Population (2023-12-31)
- • Total: 282
- • Density: 75.0/km^{2} (194/sq mi)
- Time zone: UTC+01:00 (CET)
- • Summer (DST): UTC+02:00 (CEST)
- Postal codes: 54533
- Dialling codes: 06574
- Vehicle registration: WIL
- Website: www.greimerath.de

= Greimerath, Bernkastel-Wittlich =

Greimerath (/de/) is an Ortsgemeinde – a municipality belonging to a Verbandsgemeinde, a kind of collective municipality – in the Bernkastel-Wittlich district in Rhineland-Palatinate, Germany.

== Geography ==

The municipality lies in the Eifel. The municipal area is 52% wooded. To the east runs the Autobahn A 1. Greimerath belongs to the Verbandsgemeinde Wittlich-Land.

== History ==
In 1144, Greimerath had its first documentary mention. Beginning in 1794, Greimerath lay under French rule. In 1814 it was assigned to the Kingdom of Prussia at the Congress of Vienna. Since 1947, it has been part of the then newly founded state of Rhineland-Palatinate.

== Politics ==

=== Municipal council ===
The council is made up of 6 council members, who were elected by majority vote at the municipal election held on 7 June 2009, and the honorary mayor as chairman.

=== Coat of arms ===
The municipality's arms might be described thus: Per fess sable a demi-dragon argent armed and langued gules, and argent two adzes in saltire azure.

== Culture and sightseeing ==
The church comes from the year 1760. Beside the Baroque church stands the rectory with its accompanying garden. In 2005, the rectory (without the garden) was sold into private ownership. The parish priest for the parishes of Greimerath, Laufeld and Niederöfflingen lives at the rectory in Laufeld.

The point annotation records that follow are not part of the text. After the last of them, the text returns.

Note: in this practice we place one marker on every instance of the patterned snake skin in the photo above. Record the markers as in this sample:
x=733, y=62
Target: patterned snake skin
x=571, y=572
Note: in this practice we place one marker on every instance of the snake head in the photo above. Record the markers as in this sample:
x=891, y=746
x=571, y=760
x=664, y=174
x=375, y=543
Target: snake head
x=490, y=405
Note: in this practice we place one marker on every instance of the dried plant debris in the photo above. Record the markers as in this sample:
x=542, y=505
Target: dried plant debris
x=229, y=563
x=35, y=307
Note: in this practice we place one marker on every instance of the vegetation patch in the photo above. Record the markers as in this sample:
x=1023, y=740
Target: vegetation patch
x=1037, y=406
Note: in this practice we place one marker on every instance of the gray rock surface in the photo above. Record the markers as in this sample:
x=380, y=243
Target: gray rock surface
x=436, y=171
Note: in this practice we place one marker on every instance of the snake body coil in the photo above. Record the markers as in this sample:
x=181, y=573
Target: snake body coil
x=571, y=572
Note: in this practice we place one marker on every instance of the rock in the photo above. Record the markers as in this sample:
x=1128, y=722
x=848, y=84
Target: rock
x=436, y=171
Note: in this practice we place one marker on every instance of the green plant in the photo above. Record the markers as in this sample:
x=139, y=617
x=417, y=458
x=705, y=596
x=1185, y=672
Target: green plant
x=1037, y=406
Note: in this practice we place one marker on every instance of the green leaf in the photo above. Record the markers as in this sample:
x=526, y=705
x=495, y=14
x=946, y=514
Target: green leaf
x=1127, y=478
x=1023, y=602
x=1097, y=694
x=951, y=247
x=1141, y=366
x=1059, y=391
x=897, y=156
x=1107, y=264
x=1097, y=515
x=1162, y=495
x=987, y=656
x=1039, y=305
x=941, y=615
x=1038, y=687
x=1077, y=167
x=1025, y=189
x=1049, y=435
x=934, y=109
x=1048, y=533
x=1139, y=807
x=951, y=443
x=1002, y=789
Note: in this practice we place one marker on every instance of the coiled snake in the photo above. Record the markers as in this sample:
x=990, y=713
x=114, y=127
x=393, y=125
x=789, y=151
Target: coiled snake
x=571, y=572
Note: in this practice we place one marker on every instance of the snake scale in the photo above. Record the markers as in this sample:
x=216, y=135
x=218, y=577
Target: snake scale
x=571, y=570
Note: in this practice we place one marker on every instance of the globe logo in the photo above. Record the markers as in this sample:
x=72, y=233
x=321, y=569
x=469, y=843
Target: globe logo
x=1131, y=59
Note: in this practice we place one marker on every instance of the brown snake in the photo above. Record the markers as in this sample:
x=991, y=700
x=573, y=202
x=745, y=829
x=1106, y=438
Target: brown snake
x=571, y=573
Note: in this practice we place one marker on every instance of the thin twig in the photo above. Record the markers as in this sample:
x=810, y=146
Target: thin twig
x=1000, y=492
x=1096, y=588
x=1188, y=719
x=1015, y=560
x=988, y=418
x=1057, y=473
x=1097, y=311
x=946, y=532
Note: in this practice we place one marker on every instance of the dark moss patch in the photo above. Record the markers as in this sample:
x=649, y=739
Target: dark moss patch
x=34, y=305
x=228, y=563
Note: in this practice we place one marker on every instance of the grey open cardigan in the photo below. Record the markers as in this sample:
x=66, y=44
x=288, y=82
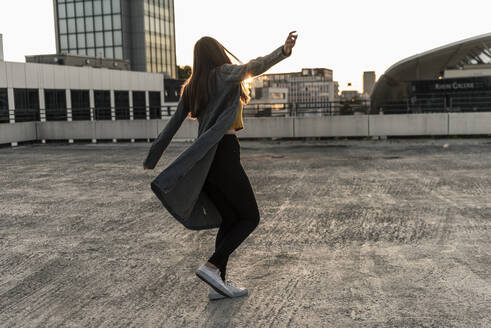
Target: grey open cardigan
x=179, y=186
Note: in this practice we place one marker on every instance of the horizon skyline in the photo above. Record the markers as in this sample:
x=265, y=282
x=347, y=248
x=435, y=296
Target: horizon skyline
x=344, y=60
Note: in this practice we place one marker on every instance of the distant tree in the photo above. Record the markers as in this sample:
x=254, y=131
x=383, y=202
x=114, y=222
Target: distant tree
x=183, y=72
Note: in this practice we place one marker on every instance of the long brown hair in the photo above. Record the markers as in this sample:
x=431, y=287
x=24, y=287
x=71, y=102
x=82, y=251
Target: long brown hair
x=208, y=54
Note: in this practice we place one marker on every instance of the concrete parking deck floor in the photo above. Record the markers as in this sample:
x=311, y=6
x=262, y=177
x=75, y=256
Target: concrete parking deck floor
x=353, y=234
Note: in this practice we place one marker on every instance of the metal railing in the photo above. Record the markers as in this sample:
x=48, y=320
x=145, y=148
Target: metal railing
x=259, y=109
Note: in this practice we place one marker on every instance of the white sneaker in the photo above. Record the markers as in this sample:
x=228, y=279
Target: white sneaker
x=212, y=278
x=236, y=291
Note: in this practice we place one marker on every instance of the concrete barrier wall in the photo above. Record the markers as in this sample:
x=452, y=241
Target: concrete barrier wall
x=475, y=123
x=267, y=127
x=408, y=125
x=258, y=127
x=17, y=132
x=331, y=126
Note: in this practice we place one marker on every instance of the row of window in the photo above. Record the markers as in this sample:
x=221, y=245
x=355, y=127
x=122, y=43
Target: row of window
x=107, y=52
x=27, y=105
x=87, y=8
x=159, y=8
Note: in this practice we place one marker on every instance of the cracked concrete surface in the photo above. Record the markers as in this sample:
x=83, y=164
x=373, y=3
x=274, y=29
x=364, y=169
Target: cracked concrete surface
x=353, y=234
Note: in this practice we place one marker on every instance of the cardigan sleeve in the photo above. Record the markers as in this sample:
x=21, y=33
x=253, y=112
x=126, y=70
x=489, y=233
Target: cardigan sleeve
x=165, y=137
x=238, y=73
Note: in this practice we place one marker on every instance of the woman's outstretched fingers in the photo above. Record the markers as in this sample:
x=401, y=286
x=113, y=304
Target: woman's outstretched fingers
x=290, y=42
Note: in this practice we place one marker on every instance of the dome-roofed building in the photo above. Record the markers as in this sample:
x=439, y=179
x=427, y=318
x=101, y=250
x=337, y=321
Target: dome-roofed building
x=454, y=77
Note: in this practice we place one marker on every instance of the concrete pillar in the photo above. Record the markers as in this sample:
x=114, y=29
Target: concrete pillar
x=10, y=94
x=163, y=111
x=92, y=108
x=42, y=109
x=113, y=108
x=130, y=102
x=147, y=105
x=68, y=108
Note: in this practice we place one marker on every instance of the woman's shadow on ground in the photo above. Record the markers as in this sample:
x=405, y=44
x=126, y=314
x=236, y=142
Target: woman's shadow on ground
x=221, y=313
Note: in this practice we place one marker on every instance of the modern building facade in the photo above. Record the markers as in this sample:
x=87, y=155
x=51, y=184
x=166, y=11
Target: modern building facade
x=31, y=92
x=311, y=85
x=368, y=82
x=140, y=31
x=452, y=78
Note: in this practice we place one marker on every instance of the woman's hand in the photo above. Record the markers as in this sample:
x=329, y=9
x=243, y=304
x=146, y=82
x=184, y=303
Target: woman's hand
x=290, y=43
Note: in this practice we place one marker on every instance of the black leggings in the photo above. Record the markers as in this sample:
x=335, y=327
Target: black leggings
x=228, y=186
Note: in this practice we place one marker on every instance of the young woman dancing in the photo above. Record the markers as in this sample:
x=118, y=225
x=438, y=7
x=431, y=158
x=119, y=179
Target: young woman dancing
x=226, y=184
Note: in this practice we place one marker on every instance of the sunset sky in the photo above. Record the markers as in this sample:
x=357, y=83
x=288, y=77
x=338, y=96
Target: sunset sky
x=348, y=37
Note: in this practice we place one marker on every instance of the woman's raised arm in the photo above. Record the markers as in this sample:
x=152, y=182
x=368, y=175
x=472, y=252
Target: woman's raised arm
x=259, y=65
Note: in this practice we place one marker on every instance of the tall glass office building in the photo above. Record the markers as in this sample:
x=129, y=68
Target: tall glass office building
x=141, y=31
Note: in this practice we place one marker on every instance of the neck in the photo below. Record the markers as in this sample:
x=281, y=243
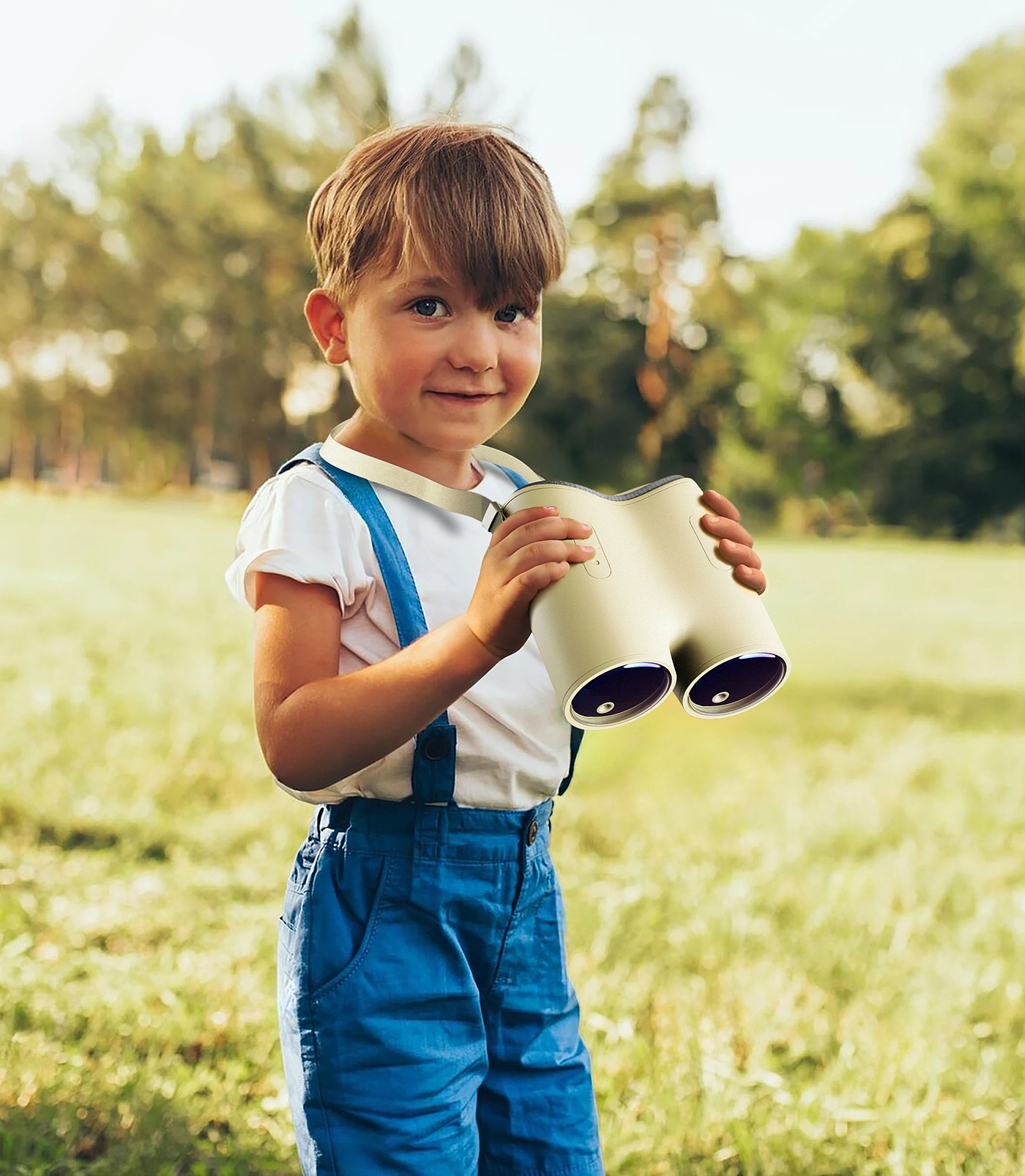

The parish garden was converted by the specially founded Cultural Club into a meeting, recreational and cultural place. A signpost on the nearby cycle path lures many cyclists and hikers into this garden with its native herbs and plants. A fountain, an outdoor chess set and many places to sit offer all visitors a chance to recover from everyday stresses.